The predictors of multiple somatic symptoms in a population sample: The Lifelines cohort study
Abstract
Objective: Multiple bodily symptoms predict poor health status, high healthcare use and onset of functional somatic syndromes. This study aimed to identify the predictors of multiple somatic symptoms in a population sample.
Methods: The prospective, population-based Lifelines cohort study included 92,539 adults who were followed up for a mean of 2.4 years. At baseline socio-demographic status, self-reported medical disorders, neuroticism, psychiatric disorders (assessed with MINI) and other variables including SCL-90 somatisation scale were assessed.

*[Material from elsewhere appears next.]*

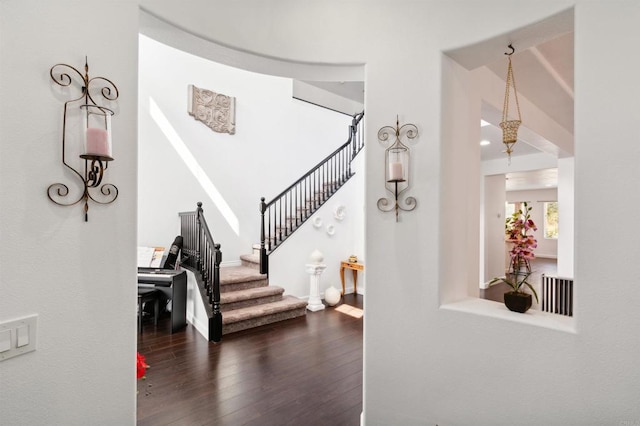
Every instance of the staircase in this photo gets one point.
(247, 300)
(240, 297)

The predictors of a high somatic symptom score at follow up were assessed using logistic regression which adjusted for baseline somatic symptom score (n=67,121). The relative predictive power of 7 dimensions was assessed using linear regression.

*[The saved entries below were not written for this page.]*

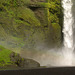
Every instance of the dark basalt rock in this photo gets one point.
(22, 62)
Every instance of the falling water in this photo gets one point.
(68, 32)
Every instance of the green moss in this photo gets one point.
(27, 16)
(4, 56)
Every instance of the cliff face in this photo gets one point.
(30, 24)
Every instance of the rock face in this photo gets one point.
(22, 62)
(25, 26)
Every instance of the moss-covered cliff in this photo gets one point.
(30, 24)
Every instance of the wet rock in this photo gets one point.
(22, 62)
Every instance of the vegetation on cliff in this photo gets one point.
(28, 24)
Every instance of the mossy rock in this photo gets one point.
(23, 62)
(5, 56)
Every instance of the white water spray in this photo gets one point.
(68, 32)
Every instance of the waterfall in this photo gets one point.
(68, 32)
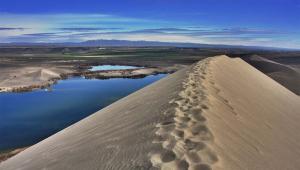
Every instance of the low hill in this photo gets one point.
(220, 113)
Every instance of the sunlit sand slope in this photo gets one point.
(221, 113)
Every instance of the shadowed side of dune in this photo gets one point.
(117, 137)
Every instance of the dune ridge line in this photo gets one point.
(185, 139)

Results: The strongest baseline variables which predicted a high SCL somatisation score at follow-up (n=20,664) were: baseline somatic symptoms score, fibromyalgia, irritable bowel syndrome, prolapsed intervertebral disc, frequent use of analgesia, agoraphobia, panic disorder and migraine. The first six of these plus GERD, negative health perception, GAD and few years of education predicted a persistent high somatisation score. In linear regression analysis summary scores of demographic features, medical, psychiatric and functional disorders, stress, neuroticism and current health status were all independently associated with SCL somatisation score at follow-up.
Conclusions: The numerous predictors of multiple somatic symptoms probably underlie its ubiquitous predictive nature and may reflect numerous different aetiological pathways. The bi-directional relationship between functional somatic syndromes and multiple somatic symptoms is compatible with the notion that perception of bodily symptoms is a key component of both.
Keywords: Somatic symptoms, epidemiology, risk factors, somatisation.